Category Archives: Document Management

PowerShell Tip: Extract Images from DOCX File

Summary

It’s an immense pleasure to explore $objects! We do IT Automation tasks using C# or PowerShell. It depends on the requirement and business needs. Recently our team was engaged to extract images from the DOCX files. It’s possible by simply renaming it to ZIP and extract to get the images folder which is not optimal solution at our client environment. So, we used OPEN XML SDK 2.5 (Supported for Office 2016) to accomplish the task.

Requirement

Extract all the images from the given DOCX File.

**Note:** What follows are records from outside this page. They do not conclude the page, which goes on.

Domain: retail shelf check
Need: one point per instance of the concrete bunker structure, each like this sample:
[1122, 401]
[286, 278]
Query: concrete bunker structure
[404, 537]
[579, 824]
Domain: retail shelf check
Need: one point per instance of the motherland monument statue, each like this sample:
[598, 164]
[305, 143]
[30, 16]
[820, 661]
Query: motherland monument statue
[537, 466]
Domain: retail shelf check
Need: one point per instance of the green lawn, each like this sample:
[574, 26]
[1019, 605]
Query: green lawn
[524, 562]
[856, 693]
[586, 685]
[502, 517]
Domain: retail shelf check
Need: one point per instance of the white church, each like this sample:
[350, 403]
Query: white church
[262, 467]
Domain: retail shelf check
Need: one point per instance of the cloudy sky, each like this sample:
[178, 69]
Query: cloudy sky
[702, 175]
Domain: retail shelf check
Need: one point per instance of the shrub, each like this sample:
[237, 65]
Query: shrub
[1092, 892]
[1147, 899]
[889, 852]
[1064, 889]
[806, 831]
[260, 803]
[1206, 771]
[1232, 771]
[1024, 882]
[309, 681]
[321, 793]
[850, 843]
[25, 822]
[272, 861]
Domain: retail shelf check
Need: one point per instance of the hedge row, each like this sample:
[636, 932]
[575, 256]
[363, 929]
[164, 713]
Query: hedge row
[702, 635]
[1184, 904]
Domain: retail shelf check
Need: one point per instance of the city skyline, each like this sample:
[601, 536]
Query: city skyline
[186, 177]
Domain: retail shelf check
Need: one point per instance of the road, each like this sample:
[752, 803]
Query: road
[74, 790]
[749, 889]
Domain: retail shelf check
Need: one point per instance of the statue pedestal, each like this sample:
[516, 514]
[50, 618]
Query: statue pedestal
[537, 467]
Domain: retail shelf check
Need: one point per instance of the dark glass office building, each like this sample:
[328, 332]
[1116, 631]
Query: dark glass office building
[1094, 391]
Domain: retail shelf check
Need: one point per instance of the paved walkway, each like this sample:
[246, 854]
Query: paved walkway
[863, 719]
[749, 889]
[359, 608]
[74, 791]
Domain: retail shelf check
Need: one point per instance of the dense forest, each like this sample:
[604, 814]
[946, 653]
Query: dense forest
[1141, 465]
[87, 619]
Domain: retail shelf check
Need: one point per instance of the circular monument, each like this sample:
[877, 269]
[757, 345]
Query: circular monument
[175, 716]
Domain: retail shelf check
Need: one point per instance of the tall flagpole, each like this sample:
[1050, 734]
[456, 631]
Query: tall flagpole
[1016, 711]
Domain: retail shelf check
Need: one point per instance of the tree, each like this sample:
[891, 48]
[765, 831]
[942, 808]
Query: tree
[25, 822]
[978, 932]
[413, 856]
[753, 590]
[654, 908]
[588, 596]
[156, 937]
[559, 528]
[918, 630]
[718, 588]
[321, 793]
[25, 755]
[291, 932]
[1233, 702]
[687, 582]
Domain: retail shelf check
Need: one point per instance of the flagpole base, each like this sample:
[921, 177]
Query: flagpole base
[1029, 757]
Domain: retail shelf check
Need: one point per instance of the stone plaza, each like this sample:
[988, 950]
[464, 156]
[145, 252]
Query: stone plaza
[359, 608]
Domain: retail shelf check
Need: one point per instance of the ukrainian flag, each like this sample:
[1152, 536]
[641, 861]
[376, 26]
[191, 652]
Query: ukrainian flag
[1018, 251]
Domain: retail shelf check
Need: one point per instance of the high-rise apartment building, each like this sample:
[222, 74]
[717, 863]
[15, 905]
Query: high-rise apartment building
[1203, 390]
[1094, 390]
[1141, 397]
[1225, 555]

Example Get-Image -FilePath “C:\Temp\Document.Docx”

Solution

  • OPEN XML SDK 2.5
  • Windows PowerShell
  • Visual Studio 2015 (C# Class Library – Binary Module)
  • PowerShell Code

    #using namespace DocumentFormat.OpenXml;            
    [void][System.Reflection.Assembly]::LoadWithPartialName('DocumentFormat.OpenXML')            
    Function Get-Image            
    {            
        Param            
        (            
            [Parameter(Mandatory,            
                       ValueFromPipeline=$true,            
                       ValueFromPipelineByPropertyName=$true,            
                       Position=0,            
                       HelpMessage="Please Enter the Full Path")]            
            [string]            
            $FullName            
        )            
        Process            
        {            
            $Document = [DocumentFormat.OpenXml.Packaging.WordprocessingDocument]::Open($FullName,$false)            
            foreach($Image in $Document.MainDocumentPart.ImageParts)            
            {            
                 [uri]$Uri = $Image.Uri            
                 $ImageFileName = $Uri.ToString().Split("/").Where({$_},'Last',1)            
                 [System.IO.Stream]$Stream = $Document.Package.GetPart($Uri).GetStream()            
                 [System.Drawing.Bitmap]$BitMap = [System.Drawing.Bitmap]::new($Stream)            
                 $BitMap.Save("C:\Temp\Images\" + $ImageFileName)            
            }            
        }            
                   
    }            
                
    Get-Item 'C:\Temp\Demo.Docx' | Get-Image

    Cool, here is the C# Binary cmdlet code to do the same

    [Cmdlet(VerbsCommon.Get,"Image")]
    public class GetImage : Cmdlet
    {
        [Parameter(Mandatory = true,
                   Position = 0)]
        public string FilePath;
        protected override void ProcessRecord()
        {
            //base.ProcessRecord();
            FileStream filestream = System.IO.File.OpenRead(FilePath);
            FileInfo fileinfo = new FileInfo(FilePath);
            WordprocessingDocument document = WordprocessingDocument.Open(filestream, false);
            var images = document.MainDocumentPart.ImageParts;
            foreach(ImagePart image in images)
            {
                Uri uri = image.Uri;
                string mainimage = uri.ToString().Split('/').Last();
                Stream imgstream = document.Package.GetPart(uri).GetStream();
                Bitmap bitmapImg = new Bitmap(imgstream);
                bitmapImg.Save(@"C:\Temp\" + mainimage);
            }
        }
    }

    Conclusion

    We prefer to pick a tool which costs less to deliver the solution. So, at my client place we opted for PowerShell to achieve few automation task with respect to Data Manipulation. To loop through multiple files just used the below snippet:

    Get-ChildItem 'C:\Temp\ProjectFolder\' | Get-Image

    Enjoy PowerShell!

    Note: You can modify the filename of the image as required. In our case it needs to be the same because its customized.